There are at least four geographic features in Oregon that bear Drew's name, all located in Lake County. Drews Gap is located 14 mi west of Lakeview, Oregon, on Oregon Route 140. Elevation at the gap is 5306 ft. Drews Valley is 2 mi west of Drews Gap. Drews Creek flows southeast through Drews Valley into Goose Lake. Drews Reservoir is created by an irrigation dam on upper Drews Creek. The reservoir covers the eastern end of Drews Valley.

In addition, Drew named and recorded the location of a number of Oregon geographical features including the Sprague River, Warner Valley, and Beatys Butte.

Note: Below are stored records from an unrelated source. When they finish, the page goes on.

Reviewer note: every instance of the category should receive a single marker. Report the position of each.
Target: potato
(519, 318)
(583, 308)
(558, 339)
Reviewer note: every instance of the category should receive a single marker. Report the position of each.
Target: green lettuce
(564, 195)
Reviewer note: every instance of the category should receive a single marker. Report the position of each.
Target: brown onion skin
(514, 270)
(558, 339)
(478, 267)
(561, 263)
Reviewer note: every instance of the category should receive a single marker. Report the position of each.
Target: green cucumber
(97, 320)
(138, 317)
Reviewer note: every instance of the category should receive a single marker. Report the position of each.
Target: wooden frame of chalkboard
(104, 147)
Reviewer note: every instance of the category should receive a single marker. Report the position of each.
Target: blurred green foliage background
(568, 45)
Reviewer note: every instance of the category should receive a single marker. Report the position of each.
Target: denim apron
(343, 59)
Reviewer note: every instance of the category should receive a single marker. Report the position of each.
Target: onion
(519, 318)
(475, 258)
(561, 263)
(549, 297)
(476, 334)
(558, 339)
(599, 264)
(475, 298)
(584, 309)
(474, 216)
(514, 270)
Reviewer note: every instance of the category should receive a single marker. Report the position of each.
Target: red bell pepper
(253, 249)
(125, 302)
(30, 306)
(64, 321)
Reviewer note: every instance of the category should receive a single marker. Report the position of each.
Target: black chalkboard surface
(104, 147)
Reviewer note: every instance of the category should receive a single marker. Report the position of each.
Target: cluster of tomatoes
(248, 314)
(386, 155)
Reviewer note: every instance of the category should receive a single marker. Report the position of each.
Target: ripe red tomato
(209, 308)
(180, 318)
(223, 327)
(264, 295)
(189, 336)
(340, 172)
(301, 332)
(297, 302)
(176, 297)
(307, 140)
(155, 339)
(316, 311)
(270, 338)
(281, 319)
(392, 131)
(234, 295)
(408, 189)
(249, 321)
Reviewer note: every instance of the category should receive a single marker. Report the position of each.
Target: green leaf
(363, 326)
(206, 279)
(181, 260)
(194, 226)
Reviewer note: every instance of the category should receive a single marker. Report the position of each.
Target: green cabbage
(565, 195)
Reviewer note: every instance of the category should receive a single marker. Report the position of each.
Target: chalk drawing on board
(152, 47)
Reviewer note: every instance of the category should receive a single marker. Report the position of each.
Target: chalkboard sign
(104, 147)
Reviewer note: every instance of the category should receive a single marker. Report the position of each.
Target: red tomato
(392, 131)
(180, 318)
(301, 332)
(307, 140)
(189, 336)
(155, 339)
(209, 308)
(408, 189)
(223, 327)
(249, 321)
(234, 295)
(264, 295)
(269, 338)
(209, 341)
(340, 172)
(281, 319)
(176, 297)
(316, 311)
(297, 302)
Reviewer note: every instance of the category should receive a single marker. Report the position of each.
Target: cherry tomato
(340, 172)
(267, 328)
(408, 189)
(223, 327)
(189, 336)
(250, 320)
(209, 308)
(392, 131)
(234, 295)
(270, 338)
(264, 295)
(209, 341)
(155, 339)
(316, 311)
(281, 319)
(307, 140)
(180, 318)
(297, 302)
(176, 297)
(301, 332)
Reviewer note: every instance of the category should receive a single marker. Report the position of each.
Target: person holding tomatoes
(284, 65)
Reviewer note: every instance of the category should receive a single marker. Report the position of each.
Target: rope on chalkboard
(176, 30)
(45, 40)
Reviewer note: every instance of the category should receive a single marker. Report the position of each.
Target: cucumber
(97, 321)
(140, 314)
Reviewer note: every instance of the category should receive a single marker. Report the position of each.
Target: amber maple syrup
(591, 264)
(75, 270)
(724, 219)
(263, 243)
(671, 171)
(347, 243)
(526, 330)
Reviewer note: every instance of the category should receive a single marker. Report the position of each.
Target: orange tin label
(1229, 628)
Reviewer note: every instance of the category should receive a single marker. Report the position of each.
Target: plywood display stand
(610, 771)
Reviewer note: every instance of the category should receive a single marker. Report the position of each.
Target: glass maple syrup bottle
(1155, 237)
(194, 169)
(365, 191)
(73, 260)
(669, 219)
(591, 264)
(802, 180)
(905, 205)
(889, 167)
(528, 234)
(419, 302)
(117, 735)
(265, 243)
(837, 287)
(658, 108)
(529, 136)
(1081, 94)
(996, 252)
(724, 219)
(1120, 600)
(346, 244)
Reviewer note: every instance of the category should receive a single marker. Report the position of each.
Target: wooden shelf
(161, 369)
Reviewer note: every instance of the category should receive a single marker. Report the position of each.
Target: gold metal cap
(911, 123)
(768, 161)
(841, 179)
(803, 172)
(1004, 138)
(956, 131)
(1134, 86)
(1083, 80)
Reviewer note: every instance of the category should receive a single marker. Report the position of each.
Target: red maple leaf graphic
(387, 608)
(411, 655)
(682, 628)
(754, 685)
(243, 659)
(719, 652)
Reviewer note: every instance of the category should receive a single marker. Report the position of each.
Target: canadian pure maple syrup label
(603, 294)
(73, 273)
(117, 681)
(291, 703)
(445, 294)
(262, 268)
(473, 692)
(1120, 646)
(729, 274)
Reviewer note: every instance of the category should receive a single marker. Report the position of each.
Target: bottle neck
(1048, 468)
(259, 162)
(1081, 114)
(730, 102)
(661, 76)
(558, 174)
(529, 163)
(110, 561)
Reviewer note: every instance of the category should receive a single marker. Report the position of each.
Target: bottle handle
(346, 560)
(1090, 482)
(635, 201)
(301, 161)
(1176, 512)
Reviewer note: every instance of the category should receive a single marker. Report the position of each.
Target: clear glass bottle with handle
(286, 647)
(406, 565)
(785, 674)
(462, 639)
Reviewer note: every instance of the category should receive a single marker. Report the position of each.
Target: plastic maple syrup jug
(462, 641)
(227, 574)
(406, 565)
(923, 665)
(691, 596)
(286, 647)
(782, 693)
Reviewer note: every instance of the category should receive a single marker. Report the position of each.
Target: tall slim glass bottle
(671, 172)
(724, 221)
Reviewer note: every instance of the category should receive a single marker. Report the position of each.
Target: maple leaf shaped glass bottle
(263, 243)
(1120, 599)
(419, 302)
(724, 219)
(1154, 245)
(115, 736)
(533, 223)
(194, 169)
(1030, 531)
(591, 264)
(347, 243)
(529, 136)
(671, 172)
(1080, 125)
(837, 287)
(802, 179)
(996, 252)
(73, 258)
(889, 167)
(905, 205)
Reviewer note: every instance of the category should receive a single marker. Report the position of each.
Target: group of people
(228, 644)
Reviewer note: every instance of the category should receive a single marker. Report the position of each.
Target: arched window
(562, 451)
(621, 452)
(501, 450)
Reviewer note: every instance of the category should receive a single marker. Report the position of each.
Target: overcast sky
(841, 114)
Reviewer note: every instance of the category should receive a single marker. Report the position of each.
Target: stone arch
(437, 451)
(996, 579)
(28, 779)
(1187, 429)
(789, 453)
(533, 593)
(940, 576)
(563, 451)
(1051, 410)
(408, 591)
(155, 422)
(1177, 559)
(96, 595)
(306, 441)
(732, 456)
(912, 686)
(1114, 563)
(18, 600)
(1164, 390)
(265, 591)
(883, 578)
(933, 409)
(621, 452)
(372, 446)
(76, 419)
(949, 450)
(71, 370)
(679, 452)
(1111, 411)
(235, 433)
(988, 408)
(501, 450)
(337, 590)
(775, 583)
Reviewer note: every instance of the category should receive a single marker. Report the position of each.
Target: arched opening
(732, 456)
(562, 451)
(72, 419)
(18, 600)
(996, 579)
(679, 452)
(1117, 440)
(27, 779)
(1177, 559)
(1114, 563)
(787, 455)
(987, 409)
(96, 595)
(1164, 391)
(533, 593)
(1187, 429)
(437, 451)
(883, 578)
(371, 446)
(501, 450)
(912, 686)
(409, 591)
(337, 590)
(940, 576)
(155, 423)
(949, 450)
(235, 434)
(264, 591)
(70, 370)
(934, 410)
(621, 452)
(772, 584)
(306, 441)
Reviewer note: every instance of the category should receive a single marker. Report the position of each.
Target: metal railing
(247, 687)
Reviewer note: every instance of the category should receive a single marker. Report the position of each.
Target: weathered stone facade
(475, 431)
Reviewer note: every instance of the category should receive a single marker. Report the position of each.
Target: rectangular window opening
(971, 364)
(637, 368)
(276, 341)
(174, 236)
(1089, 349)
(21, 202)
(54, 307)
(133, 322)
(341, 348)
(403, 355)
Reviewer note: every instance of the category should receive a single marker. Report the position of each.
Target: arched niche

The record of Drew's 1864 reconnaissance through southeastern Oregon is recorded in a 32-page pamphlet titled Official Report of the Owyhee Reconnaissance, made by Lieutenant Colonel C.S. Drew, 1st Oregon cavalry, in the summer of 1864, Pursuant to the Orders of Brigadier General George Wright, Commanding Department of the Pacific. It was published in Jacksonville, Oregon in 1865 by the Oregon Sentinel Printing office. The report was also published in serial form by the Oregon Sentinel newspaper between January 28 and March 11, 1865. Original copies of the pamphlet are extremely rare. Copies are in archival collections at the University of California at Berkeley, Indiana University, and several private library collections, including The Huntington Library. It is important because it is one of the earliest records of southeast Oregon's topography, identifying and mapping many geographic features for the first time. It also records the day-to-day details of a major Civil War era military reconnaissance operation in the western United States. In addition, Drew's route was followed by the Oregon Central Military Wagon Road.

A hardcover version of Drew's report of Indian attacks on settlers in the Oregon Territory was published by Ye Galleon Press of Fairfield, Washington in 1973. It was titled An Account of the Origin and Early Prosecution of the Indian War in Oregon.